Nach dem großen Besucherzuspruch bei der Premiere im vergangenen Jahr hat das Kulturamt eine Wiederholung von La Fête de la Musique vorgesehen – am längsten Tag des Jahres, am Freitag, 21. Juni 2024.

In den Mittelpunkt ihres Rückblicks auf 2023 stellte Heidenreich natürlich den 7. Europäischen Kultursommer unter dem Motto „L’art de Vivre“. In mehr als 50 Veranstaltungen – Konzerte, Theater, Lesungen, Ausstellungen – wurde das Gastland Frankreich in all seinen Facetten präsentiert.

Mit Heidenreichs Kulturbericht und der herausragenden Bandbreite des Angebots waren die Fraktionsvertreter sehr zufrieden. „Fellbach ist ohne Frage eine Kulturstadt“, konstatierte Ulrich Lenk (FW/FD), „der Ruf in diesem Bereich ist weit über Fellbach hinaus sehr gut.“ Hans-Ulrich Spieth ergänzte: „Der Kultursommer ist ein Edelstein der Kultur“, lobte Hans-Ulrich Spieth (CDU).

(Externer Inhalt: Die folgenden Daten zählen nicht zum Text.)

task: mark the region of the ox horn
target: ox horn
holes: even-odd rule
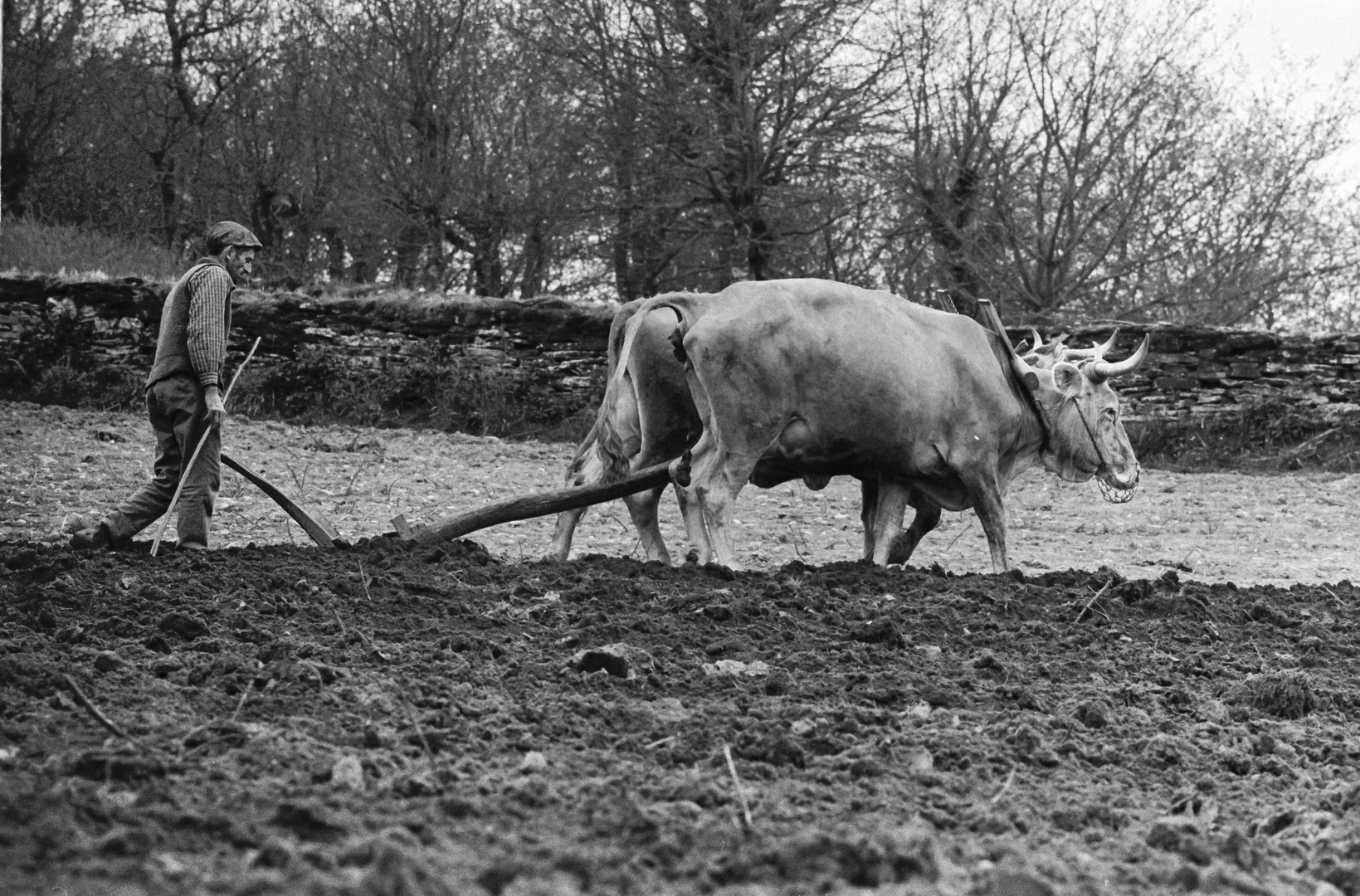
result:
[[[1103,358],[1107,351],[1114,348],[1114,340],[1119,339],[1119,328],[1114,329],[1110,339],[1100,343],[1099,345],[1092,345],[1091,348],[1066,348],[1062,351],[1062,359],[1069,360],[1072,358]]]
[[[1142,344],[1138,345],[1138,351],[1129,355],[1123,360],[1108,362],[1108,360],[1093,360],[1087,364],[1087,377],[1092,382],[1100,382],[1108,379],[1110,377],[1118,377],[1119,374],[1126,374],[1134,370],[1142,363],[1142,359],[1148,356],[1148,345],[1152,343],[1152,336],[1144,336]]]

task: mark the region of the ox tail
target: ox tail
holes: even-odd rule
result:
[[[628,475],[632,464],[632,457],[627,449],[627,435],[619,426],[617,411],[624,390],[632,387],[627,382],[628,358],[632,355],[632,344],[636,340],[638,329],[651,311],[670,309],[675,311],[679,329],[683,334],[688,330],[687,321],[692,324],[692,318],[695,317],[690,311],[691,298],[692,294],[688,292],[668,292],[646,299],[634,309],[631,317],[626,317],[623,321],[615,318],[615,325],[609,329],[609,382],[604,392],[604,401],[600,404],[600,413],[596,416],[596,426],[592,430],[596,438],[596,450],[604,462],[604,481],[612,483],[623,479]],[[620,326],[620,324],[623,325]],[[615,352],[616,345],[617,354]]]

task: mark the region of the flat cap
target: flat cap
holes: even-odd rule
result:
[[[245,246],[248,249],[262,249],[260,241],[246,227],[234,220],[219,220],[208,228],[209,246]]]

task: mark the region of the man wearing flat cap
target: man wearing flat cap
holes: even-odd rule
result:
[[[184,465],[203,445],[180,496],[180,548],[205,549],[212,503],[220,483],[222,439],[227,416],[222,374],[231,330],[231,292],[250,275],[260,241],[241,224],[219,222],[208,230],[208,254],[170,290],[160,309],[156,356],[147,377],[147,416],[156,434],[155,473],[99,523],[71,537],[73,548],[124,548],[170,510]]]

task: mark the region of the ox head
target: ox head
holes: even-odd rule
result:
[[[1119,396],[1108,381],[1138,367],[1148,356],[1148,341],[1145,336],[1138,351],[1121,362],[1104,360],[1114,345],[1111,336],[1093,348],[1062,349],[1061,356],[1038,366],[1046,375],[1035,397],[1051,431],[1043,465],[1070,481],[1098,476],[1108,500],[1118,500],[1115,494],[1132,496],[1138,484],[1138,458],[1119,419]]]

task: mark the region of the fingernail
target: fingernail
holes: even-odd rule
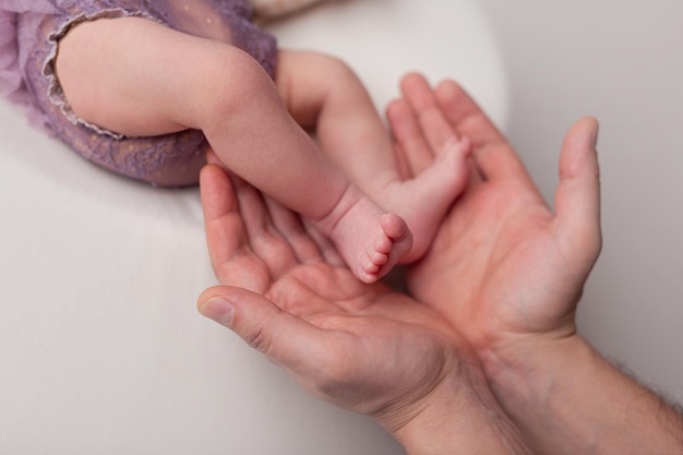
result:
[[[214,297],[200,306],[200,313],[220,325],[231,328],[235,307],[223,297]]]
[[[592,148],[598,147],[598,135],[600,134],[600,124],[594,119],[592,128],[590,129],[590,146]]]

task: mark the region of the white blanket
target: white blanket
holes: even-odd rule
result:
[[[404,72],[463,82],[499,124],[475,1],[354,0],[272,29],[345,58],[383,108]],[[0,453],[396,454],[195,311],[215,284],[196,189],[104,171],[0,103]]]

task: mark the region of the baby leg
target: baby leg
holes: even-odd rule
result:
[[[404,180],[382,119],[344,62],[310,52],[280,52],[277,82],[292,116],[315,128],[329,159],[382,208],[407,223],[414,243],[400,262],[419,259],[465,187],[467,142],[453,139],[427,169]]]
[[[145,19],[100,19],[67,34],[57,72],[91,123],[133,136],[201,130],[226,167],[316,223],[364,280],[410,247],[400,218],[320,153],[263,68],[233,46]]]

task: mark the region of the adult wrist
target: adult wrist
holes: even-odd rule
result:
[[[530,453],[479,364],[463,364],[418,404],[410,419],[385,428],[409,455]]]

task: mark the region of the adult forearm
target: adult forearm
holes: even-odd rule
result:
[[[495,397],[548,454],[683,454],[683,418],[578,335],[488,356]]]
[[[408,423],[390,429],[409,455],[528,455],[517,428],[503,412],[477,368],[465,381],[433,391]]]

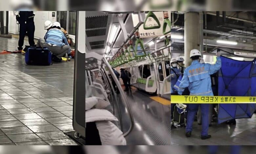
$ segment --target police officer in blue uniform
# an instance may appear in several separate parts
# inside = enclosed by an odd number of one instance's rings
[[[218,71],[221,67],[220,52],[217,52],[217,60],[214,65],[201,64],[199,63],[201,53],[197,49],[191,50],[190,58],[192,62],[191,65],[184,71],[183,77],[178,89],[179,94],[181,95],[184,88],[188,87],[190,95],[213,96],[211,88],[210,75]],[[208,139],[211,136],[208,134],[209,127],[209,104],[190,104],[186,127],[186,136],[191,135],[192,127],[195,116],[200,106],[202,114],[202,130],[201,134],[202,140]]]
[[[24,38],[26,34],[29,38],[29,43],[31,46],[34,46],[34,35],[35,32],[35,24],[34,17],[35,13],[33,11],[13,11],[16,16],[16,20],[20,24],[19,37],[18,49],[21,50],[24,44]]]
[[[171,75],[171,95],[178,95],[178,92],[177,90],[174,88],[174,86],[178,81],[179,77],[181,75],[181,72],[177,67],[178,64],[177,61],[175,58],[173,58],[171,59],[170,75]],[[171,104],[171,114],[172,117],[173,115],[174,106],[175,104]],[[173,117],[172,117],[173,118]]]

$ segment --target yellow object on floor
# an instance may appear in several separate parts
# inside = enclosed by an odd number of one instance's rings
[[[26,52],[25,51],[24,51],[24,50],[21,50],[21,54],[25,54],[25,53],[26,53]]]
[[[160,97],[153,96],[150,97],[149,98],[163,105],[171,105],[170,101]]]
[[[64,60],[65,61],[67,61],[68,60],[70,60],[71,59],[70,58],[66,58],[66,57],[61,57],[61,59],[62,60]]]

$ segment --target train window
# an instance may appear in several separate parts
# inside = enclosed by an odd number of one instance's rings
[[[143,72],[142,72],[142,78],[146,79],[148,77],[150,76],[150,68],[149,65],[144,65],[143,67]]]
[[[75,11],[69,12],[69,27],[68,32],[71,35],[75,35],[76,16],[76,13]]]
[[[139,74],[140,75],[140,77],[142,77],[142,68],[143,66],[139,66]]]
[[[159,81],[163,81],[164,77],[163,76],[163,67],[162,63],[161,63],[158,65],[158,75],[159,76]]]
[[[66,30],[67,29],[67,11],[58,11],[57,20],[59,22],[61,27]]]
[[[170,61],[164,62],[164,66],[165,66],[165,72],[166,76],[167,77],[170,75]]]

„Die Verwandlung“ mit Wolfram Koch

Lesung
Exakt zum 100. Todestags von Franz Kafka hat Christa Linsenmaier-Wolf, Vorsitzende der Kulturgemeinschaft Fellbach, als hochkarätigen Gast den Schauspieler Schauspieler Wolfram Koch für eine Lesung gewinnen können.

Metamorphosis
Koch, bekannt als Tatort-Kommissar in Frankfurt, liest am Montag, 3. Juni 2024, um 19.30 Uhr im Uhlandsaal der Schwabenlandhalle aus „Die Verwandlung“ – jener unheimlichen Geschichte über Gregor Samsa, der eines morgens als Käfer erwacht. Passend dazu spielt der junge Pianist Ido Ramot Stücken aus „Metamorphosis“ von Phil Glass, die der amerikanische Minimal-Komponist eigens für „Die Verwandlung“ schrieb. Karten gibt’s beim i-Punkt Fellbach, Telefon 0711 / 58 00 58.